Say I have a table in BQ called rating
with a struct column called rating_record
. Schema as:
[
{
"name": "id",
"mode": "NULLABLE",
"type": "STRING",
"description": null,
"fields": []
},
{
"name": "rating_record",
"mode": "NULLABLE",
"type": "RECORD",
"description": null,
"fields": [
{
"name": "high_drop",
"type": "BOOLEAN",
"fields": []
},
{
"name": "medium_bump",
"type": "BOOLEAN",
"fields": []
}
]
rating_record
contains fields high_drop
and medium_bump
and there could be many fields with suffix _drop
and _bump
with true or false values. I want to iterate this record type (struct) field using a dbt macro to create two new columns against an id
called drop_reasons
& bump_reasons
- drop_reasons
in this case would be = 'high_drop'
if the value is true.
I tried to iterate the record with a sql_statement
and using dbt_utils.get_query_results_as_dict
to get the outcome but unable to create columns accordingly.
{% set sql_statement %}
select id, rating_record from {{ ref('source_table' }}
{% endset %}
{%- set ids_and_ratings = dbt_utils.get_query_results_as_dict(sql_statement) -%}
select
{% for id in ids_and_ratings['id'] | unique -%}
{% set bump_reasons = [] %}
{% set drop_reasons = [] %}
{% for rating_record in ids_and_ratings['rating_record'] | unique -%}
{% for key, value in fromjson(rating_record).items() -%}
{% if key.endswith('bump') and value is sameas true %}
{{ bump_reasons.append(key) }}
{% elif key.endswith('drop') and value is sameas true %}
{{ drop_reasons.append(key) }}
{% endif %}
{% endfor %}
{% endfor %}
{{ print(drop_reasons) }}
{% endfor %}
from {{ ref('source_table' }}
I suppose values in the fields of the table schema is a single value rather than an array.

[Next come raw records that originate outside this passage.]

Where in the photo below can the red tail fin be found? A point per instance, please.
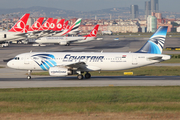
(21, 24)
(36, 25)
(59, 25)
(46, 24)
(53, 24)
(93, 33)
(26, 29)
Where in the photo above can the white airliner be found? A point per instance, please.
(68, 40)
(69, 63)
(73, 29)
(18, 31)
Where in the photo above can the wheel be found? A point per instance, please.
(87, 75)
(28, 77)
(80, 77)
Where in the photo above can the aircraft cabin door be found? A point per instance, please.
(134, 60)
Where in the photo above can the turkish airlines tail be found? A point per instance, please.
(20, 26)
(65, 25)
(59, 25)
(26, 29)
(93, 33)
(53, 24)
(46, 24)
(36, 25)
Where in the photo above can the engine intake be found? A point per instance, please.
(59, 71)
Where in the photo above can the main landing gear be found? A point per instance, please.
(29, 74)
(87, 76)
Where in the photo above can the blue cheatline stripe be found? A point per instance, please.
(49, 63)
(53, 62)
(42, 67)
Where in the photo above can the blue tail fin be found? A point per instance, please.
(156, 43)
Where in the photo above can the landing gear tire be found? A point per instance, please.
(80, 77)
(87, 75)
(28, 77)
(29, 74)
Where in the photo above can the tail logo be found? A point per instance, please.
(46, 26)
(19, 27)
(45, 61)
(159, 41)
(94, 32)
(52, 25)
(37, 25)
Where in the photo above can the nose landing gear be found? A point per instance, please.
(29, 74)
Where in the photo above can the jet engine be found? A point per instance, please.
(59, 71)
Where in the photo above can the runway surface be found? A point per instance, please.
(10, 78)
(17, 79)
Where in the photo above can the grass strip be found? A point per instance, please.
(90, 99)
(142, 71)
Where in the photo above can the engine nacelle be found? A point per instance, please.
(63, 43)
(59, 71)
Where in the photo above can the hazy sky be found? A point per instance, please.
(88, 5)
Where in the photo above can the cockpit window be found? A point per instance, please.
(16, 58)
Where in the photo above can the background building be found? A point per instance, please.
(134, 11)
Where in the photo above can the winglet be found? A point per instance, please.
(156, 42)
(20, 26)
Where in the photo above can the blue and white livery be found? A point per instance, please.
(69, 63)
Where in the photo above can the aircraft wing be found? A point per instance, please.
(155, 58)
(81, 66)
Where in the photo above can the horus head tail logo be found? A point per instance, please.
(19, 27)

get_query_results_as_dict returns a key of the column and the value to be a list of the column value. In the jinja code the first loop iterate all the ids, for each id the second loop iterate all rating_record struct for all ids but not of the id in the first loop.

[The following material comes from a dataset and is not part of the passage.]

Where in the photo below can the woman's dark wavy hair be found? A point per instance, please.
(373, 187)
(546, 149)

From the logic of your jinja code, it can be done using BigQuery.
The dummy data is
insert into database.table_name values
("01", STRUCT(True, False, True, True)),
("02", STRUCT(False, False, True, False)),
("03", STRUCT(False, True, True, False))
Added a macro to get keys in the rating_record struct
{% macro get_struct_fields() %}
{% set query %}
SELECT split(field_path, ".")[OFFSET(1)] as fields
FROM `project_id`.`region-us`.INFORMATION_SCHEMA.COLUMN_FIELD_PATHS
WHERE table_name = "struct_tbl"
and column_name = "rating_record"
and data_type = "BOOL"
{% endset %}
{% set results = run_query(query) %}
{% if execute %}
{% set fields = results.columns[0].values() %}
{% else %}
{% set fields = [] %}
{% endif %}
{%do log(fields, info=true) %}
{{ return(fields)}}
{% endmacro %}
The model is
{% set fields = get_struct_fields() %}
{% set fields = fields | join(", ") %}
select *
from
(select id, split(bump_drop, "_")[offset(1)] as bump_drop, bump_drop as
reason
from
(select id, rating_record.* from `project_id.database.table_name`)

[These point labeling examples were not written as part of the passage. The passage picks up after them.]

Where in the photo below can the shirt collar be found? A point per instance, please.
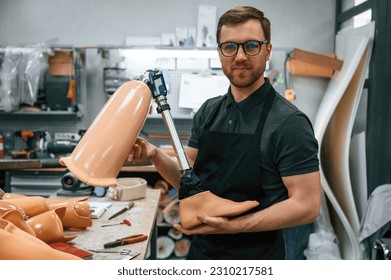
(253, 100)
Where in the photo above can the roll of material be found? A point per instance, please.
(128, 189)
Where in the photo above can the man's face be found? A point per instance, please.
(242, 70)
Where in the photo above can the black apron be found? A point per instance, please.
(228, 164)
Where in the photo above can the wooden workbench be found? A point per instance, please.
(143, 218)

unpivot (tf for bump_drop in ({{ fields }}))
where tf is true
)
pivot (array_agg(reason ignore nulls) as reasons for bump_drop in ("bump",
"drop"))
where
select * from (
select id, rating_record.* from `project_id.database.table_name`)
unpivot (tf for bump_drop in (high_bump, high_drop, medium_bump, medium_drop))
will result in a table with columns id, tf which contains true/false, and bump_drop with values of something_bump/something_drop.
Then select only true part and separate out the 'bump' and 'drop'. The unpivot will put reasons for bump and drop separately into an array for each id.